Studies on mice by Weinberg et al. and Kakkar et al. have shown that ST2 is associated with myocardial fibrosis and hypertrophy through its interaction with IL-33. Myocardial hypertrophy and fibrosis could reduce cardiac compliance and decrease the diastolic relaxation properties of the heart chambers, leading to disrupted filling of the heart. These conditions indicated that ST2 expression was associated with cell damage and cardiac remodeling which was the pathophysiological basis for cardiomyopathy [13]. In addition to structural remodeling, electrical remodeling also took place in ischemic cardiomyopathy. Hegyi et al. in 2018 conducted a trial by embolization of the porcine anterior descending coronary artery and evaluated the resulting electrophysiological changes at 5 months after infarction. Myocytes in the border zone of the infarct had a shortened action potential duration, whereas myocytes far from the infarct experienced a lengthening of the action potential. These findings suggest that heterogeneous remodeling of the action potential due to ischemia causes a dispersion of action potential duration between the infarct border zone and the remote infarct zone which may be a substrate for arrhythmias. Not only action potentials, but also other heterogeneous electrophysiological remodeling existed between the borderline zone and the far infarct zone such as peak potential, resting membrane potential, maximal upstroke velocity, and maximal rate of repolarization. The finding of their study indicates that ischemic heart failure causes chronic electrical remodeling of the heart. Electrical remodeling contributes to the difference in inflow and outflow of various ions between cardiac cells and ultimately increases the risk of arrhythmia development. However, electrical remodeling in ischemic heart failure is often not detected by ECG, so other modalities that can detect micro-electrical changes in the heart, such as MMI, are needed [22].

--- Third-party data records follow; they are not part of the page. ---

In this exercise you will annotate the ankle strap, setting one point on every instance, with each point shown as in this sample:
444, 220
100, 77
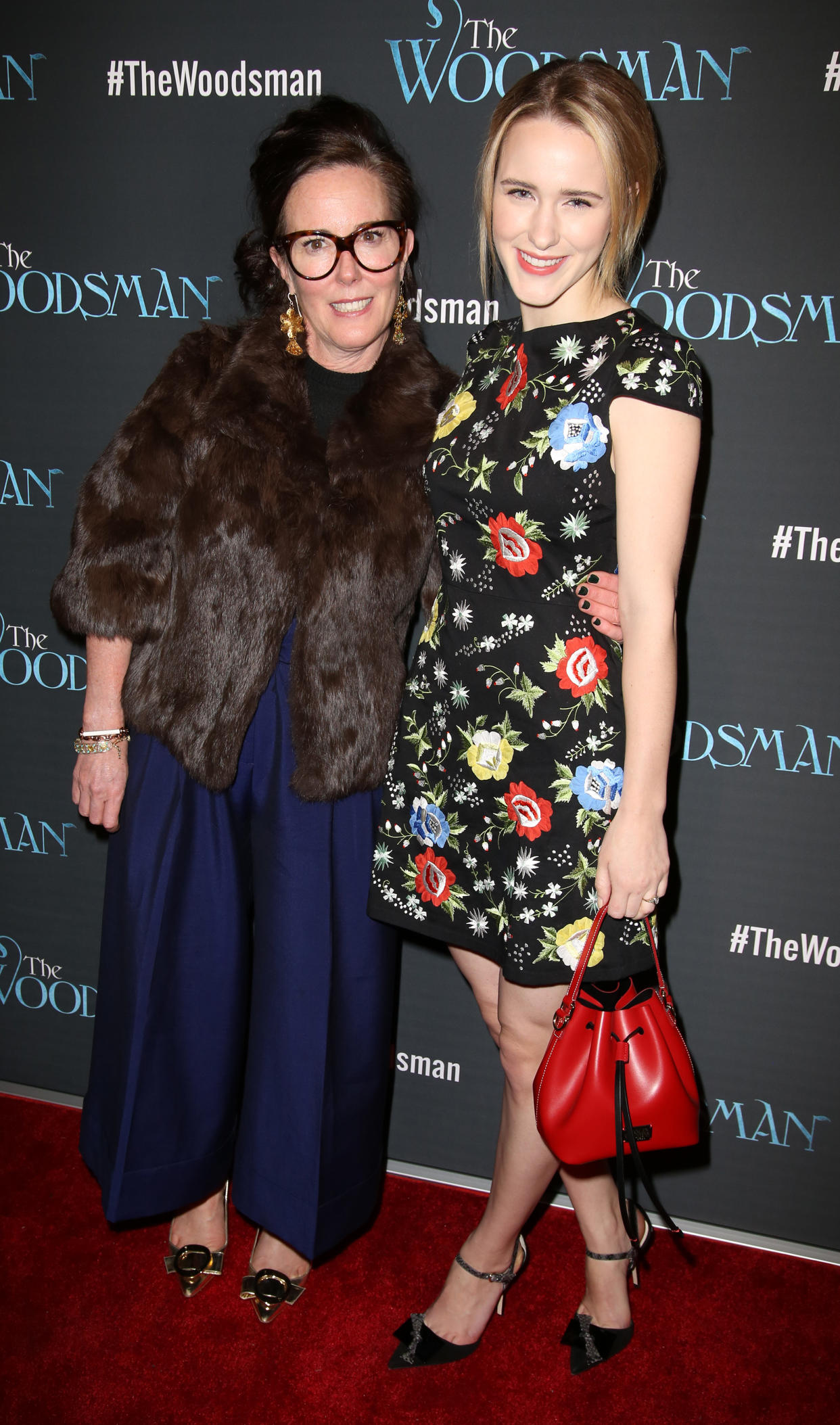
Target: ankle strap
612, 1256
504, 1277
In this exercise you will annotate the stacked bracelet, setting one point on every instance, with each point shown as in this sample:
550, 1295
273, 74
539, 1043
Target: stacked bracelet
101, 741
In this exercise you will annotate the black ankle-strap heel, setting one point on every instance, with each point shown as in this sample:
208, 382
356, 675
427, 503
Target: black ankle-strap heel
421, 1346
589, 1344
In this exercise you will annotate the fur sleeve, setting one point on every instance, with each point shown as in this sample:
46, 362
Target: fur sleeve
117, 578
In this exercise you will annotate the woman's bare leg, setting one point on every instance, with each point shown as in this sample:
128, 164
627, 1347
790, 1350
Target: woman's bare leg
204, 1223
523, 1167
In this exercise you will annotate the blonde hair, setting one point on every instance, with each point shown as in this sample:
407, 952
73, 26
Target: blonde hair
607, 106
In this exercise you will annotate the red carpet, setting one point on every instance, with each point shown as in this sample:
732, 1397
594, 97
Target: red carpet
96, 1334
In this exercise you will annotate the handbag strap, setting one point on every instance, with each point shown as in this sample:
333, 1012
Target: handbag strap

The DM ECG method can be referred to as the ECG micro-change recording method. This method is a relatively new non-invasive way of looking at myocardial electrical instability. The amplitude of the micro-changes can be twice as small as the amplitude of the conventional ECG waves.18 One of the assessments in the DM ECG is the MMI. MMI, as previously described, reflects abnormalities in the myocardium at the metabolic rate, which may include ischemia and other causes by detecting micro-alterations in the electrical properties of the heart [6]. In ischemic cardiomyopathy, both structural and electrical remodeling occur. Structural remodeling is characterized by an increase in sST2, whereas electrical remodeling is characterized by changes in MMI. This study found that MMI was significantly correlated with sST2, indicating that there was a correlation between structural and electrical remodeling in ischemic cardiomyopathy. The MMI examination has the advantage of being easy to use and the results obtained are already in the form of numbers, providing a more objective interpretation than other ECG parameters that are operator dependent. The finding of this study may provide evidence for the use of MMI as an effective modality in the risk stratification of patients with ischemic cardiomyopathy. Further studies with larger sample sizes are needed to assess the feasibility of MMI as a risk stratification modality for patients with ischemic cardiomyopathy.